Коррупция? Ни под каким микроскопом нельзя обнаружить различий в этом вопросе между теми или иными сегментами существующего “политикума”. Каждый, кто готовится разыграть пакет обличений в чей-то адрес, — пусть ждет, какой именно ответный пакет обличений разыграют против него.

“Скованные

Одной цепью,

Связанные

Одной целью…”

У меня есть масса претензий к нынешней власти. И — больше права их высказать, чем у тех, кто сначала соорудил определенную реальность, а затем возмутился по поводу того, что эта реальность задает правила игры. А как она может их не задавать? Вы хотите сменить реальность? Я согласен. Предлагайте, как ее менять и на что. Но вы ведь не хотите менять реальность. И правила игры вы менять не хотите. Вы хотите выигрывать и обижаетесь, когда проигрываете. Вы, проиграв, затаиваетесь и ждете возможности отыграться. Отыгрывайтесь, ради бога! Никто не против. По любым правилам, кроме одних — перестроечных.

Но именно по этим правилам и собираются сейчас играть очень и очень многие.

10 февраля 2009 года вышла весьма знаменательная статья Бориса Немцова “Диктатура или перестройка”. В конце статьи Немцов выдвигает единственный возможный позитивный политический сценарий, прямо называя этот сценарий “перестройка-2” и конкретизируя, что речь идет об очень благом сценарии, в рамках которого Медведев отправляет в отставку Путина.

Другой, суперпагубный, по мнению Бориса Немцова, сценарий, — это установление диктатуры в условиях, когда Путин освобождается от Медведева.

О “перестройке-2” я сказал в цикле статей “Медведев и развитие” примерно за восемь месяцев до Бориса Немцова, когда всем казалось, что какая там перестройка! Тишь, гладь, да инновационная благодать. Я исходил тогда из той самой теории катастроф (катастроф регресса, распада и т.д.), которую еще раз в этой статье описал читателю и которую излагаю на протяжении многих лет. Я применял неоднократно эту теорию, делая политические прогнозы. И прогнозы эти сбывались не потому, что я как-то особо предвижу будущее. И не потому, что я это будущее делаю. А потому, что когда есть правильная теория, то и прогнозы будут правильными. Научитесь делать прогнозы, исходя из верной теории, и перестанете попадать пальцем в небо.

В конце концов, совершенно не важно, прочитал ли Немцов в какой-то моей давнишней статье о “перестройке-2”, изобрел ли этот термин сам, или ему этот термин был подсказан.

Важно, что восемь месяцев назад, когда я предсказал “перестройку-2”, исходя из все той же теории катастроф и регресса, считалось, что мы от перестроек навсегда гарантированы.
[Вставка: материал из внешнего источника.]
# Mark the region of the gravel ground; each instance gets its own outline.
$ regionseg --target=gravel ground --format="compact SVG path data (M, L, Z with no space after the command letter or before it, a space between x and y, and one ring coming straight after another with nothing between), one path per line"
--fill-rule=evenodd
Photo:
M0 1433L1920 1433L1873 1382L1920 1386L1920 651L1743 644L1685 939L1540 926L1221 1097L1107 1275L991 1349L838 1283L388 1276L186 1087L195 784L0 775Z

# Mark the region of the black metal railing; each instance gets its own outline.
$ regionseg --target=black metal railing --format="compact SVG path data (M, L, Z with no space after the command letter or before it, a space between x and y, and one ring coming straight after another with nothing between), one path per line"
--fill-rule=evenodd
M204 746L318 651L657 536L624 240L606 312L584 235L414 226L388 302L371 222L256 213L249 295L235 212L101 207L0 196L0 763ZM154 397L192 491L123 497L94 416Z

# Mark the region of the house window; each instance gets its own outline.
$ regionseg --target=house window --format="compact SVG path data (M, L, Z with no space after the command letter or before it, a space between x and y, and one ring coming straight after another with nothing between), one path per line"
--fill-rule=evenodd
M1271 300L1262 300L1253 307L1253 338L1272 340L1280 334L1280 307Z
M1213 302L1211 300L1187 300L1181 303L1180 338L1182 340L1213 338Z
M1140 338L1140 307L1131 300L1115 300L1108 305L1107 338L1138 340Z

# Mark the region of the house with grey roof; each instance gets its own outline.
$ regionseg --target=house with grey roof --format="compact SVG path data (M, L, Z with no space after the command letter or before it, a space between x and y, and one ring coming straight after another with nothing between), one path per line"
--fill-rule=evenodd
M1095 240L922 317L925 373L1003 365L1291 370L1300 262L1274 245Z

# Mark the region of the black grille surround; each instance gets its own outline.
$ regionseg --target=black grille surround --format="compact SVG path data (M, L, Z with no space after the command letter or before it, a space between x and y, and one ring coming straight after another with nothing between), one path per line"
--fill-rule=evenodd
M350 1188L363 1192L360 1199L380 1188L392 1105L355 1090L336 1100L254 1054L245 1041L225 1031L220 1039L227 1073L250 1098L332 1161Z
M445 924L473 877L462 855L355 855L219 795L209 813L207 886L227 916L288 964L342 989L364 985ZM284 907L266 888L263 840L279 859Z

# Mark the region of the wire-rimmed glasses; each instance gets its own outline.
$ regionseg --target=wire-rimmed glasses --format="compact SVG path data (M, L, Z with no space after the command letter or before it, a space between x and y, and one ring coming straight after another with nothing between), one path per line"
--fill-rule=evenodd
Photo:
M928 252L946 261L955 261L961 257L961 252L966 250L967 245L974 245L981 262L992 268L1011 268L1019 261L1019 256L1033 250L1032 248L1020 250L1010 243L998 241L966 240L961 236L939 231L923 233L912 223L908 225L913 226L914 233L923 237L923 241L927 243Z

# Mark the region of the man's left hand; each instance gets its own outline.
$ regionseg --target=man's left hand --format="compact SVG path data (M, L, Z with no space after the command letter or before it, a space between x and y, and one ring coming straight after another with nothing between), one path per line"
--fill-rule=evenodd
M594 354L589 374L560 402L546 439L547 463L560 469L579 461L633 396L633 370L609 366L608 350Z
А теперь слишком многие (как я покажу далее, отнюдь не один Немцов) начинают не только признавать наличие “перестройки-2”. Эту “перестройку-2”, которую я назвал абсолютным злом и абсолютной же гарантией гибели моей Родины, начинают воспевать и накликивать. Причем не только либералы, но и представители совсем других идеологических и политических направлений.

70-Е ГОДЫ ХХ ВЕКА. Западные отцы теории катастроф, будучи математиками, заговорили об архетипах. У нас в ту пору люди, способные связать топологию с мифологией, были и не в чести, и наперечет. Но они были.

80-е годы ХХ века. На Западе синтез топологии и мифологии худо-бедно осуществили. И задействовали для так называемой «перестройки». А наши? Те, кто «были наперечет»? «Были – сплыли».

Сорос, преуспев, увлекся рефлексивными играми. Наши преуспевшие – Куршавелем. Чужая изощренность ведет наш VIP-примитив на бойню. И не только его – страну.

Постмодернизм помешан на метафоре «бойни». Иноземцы, сооружающие у нас «перестройку-2»: «Бойня? О`кей! Почему бы нет?» А Немцов? Ему так хочется пошестерить на этой восхитительной бойне?

Но за страну отвечает не Немцов. Медведев с Путиным отвечают. VIP-православные, за «перестройку-2» отвечать придется и на этом, и на том свете.

Иноземные операторы сами описали, как именно они в союзе с нашими номенклатурными автохтонами раскрутили катастрофу-1991. Кто им мешает раскрутить по сходным схемам катастрофу-2009? Воронка катастрофы-1991 затянула в себя к 2009 году США и весь мир… И что? Кто-то это признал? Покаялся?

Оппоненты скажут: «Не иноземцы катастрофу у нас раскручивают! Это делают творцы «путинского застоя»».

Если господину Немцову зададут вопрос: «От чего умер Литвиненко – от полония ИЛИ от рук ФСБ?», – то он справедливо укажет на некорректность постановки вопроса. Но столь же некорректен вопрос: «От чего умер СССР в 1991-м или может умереть Россия в 2009-м – от внутренних противоречий ИЛИ от организованной катастрофы?»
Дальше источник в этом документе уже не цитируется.